Sounds familiar right? Go to any good nightclub or festival and this “electricity” will be palpable. And while Durkheim may have originally been writing about religious ceremonies (“Collective effervescence refers to moments in societal life when the group of individuals that makes up a society comes together in order to perform a religious ritual,” writes Carls), the phenomenon is seen across the board in society - from football matches, to protests, and at parties. After all, didn’t Faithless once say that God is a DJ!

A crowd dances in a nightclub while a DJ plays music. Does Collective effervescence explain this behaviour?
Photo by Antoine Julien on Unsplash

When people attend nightclubs, absorbed in the “electricity” of collective effervescence or enjoying an alcoholic drink, some choose to also use party drugs.

“We have quite an embedded recreationally drug culture that goes back half a century”, Harry Shapiro tells me. “We’ve got a much longer history than most other countries in Europe”.

Harry has been involved in the drug sector for over 40 years. He started out at the Institute for the Study of Drug Dependence (ISDD) in 1979, which in 2000 merged with another charity to become DrugScope. He was Director of Communications at DrugScope for a time before it closed in March 2015. Now, Harry is director of online information service DrugWise, where he and his colleague Jackie Buckle continue the work of DrugScope.

I speak to Harry over Zoom from his home. Having just released his latest book, Fierce Chemistry: A history of UK Drug Wars, we talk about some of the reasons that people use party drugs.

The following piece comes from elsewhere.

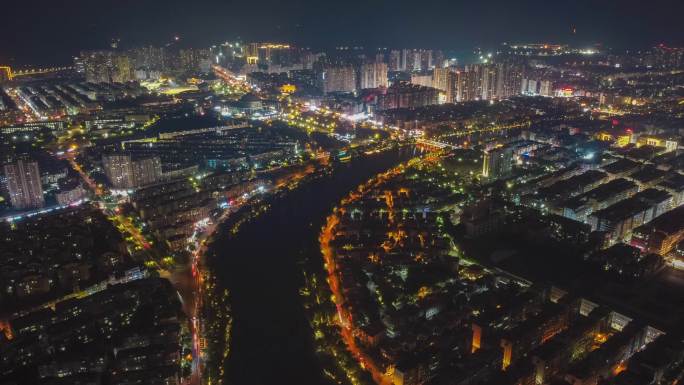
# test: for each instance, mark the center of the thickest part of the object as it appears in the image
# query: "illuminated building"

Harry Shapiro has worked in the drug sector for over 40 years. He believes that the desire to change our state of conscious is hard wired into humans. Source: Harry Shapiro

“As far as I am concerned, altered states of consciousness are hard wired into the species”, he explains. “And I take that across the board - that’s coffee, cigarettes, pills, drugs, you name it. To a greater or lesser extent, people want to change the way they feel.”

Harry is not alone in this belief. In the 1989 book Intoxication: Life in Pursuit of Artificial Paradise, American psychopharmacologist Ronald K. Siegel outlined his Fourth Drive theory. Siegel believed that, alongside our need for food, water, and sex, humans had an innate desire to get high.

“Ron Siegal’s book, intoxications, is quite interesting”, Harry says to me. “To a greater or lesser extent, people want to change the way they feel, for whatever reason. The interesting thing about it is that it is not just us, elephants will go for bloody miles to find rotting fruit and get pissed. Domestic cats and catnip, it’s the same idea really. We all want to get high”.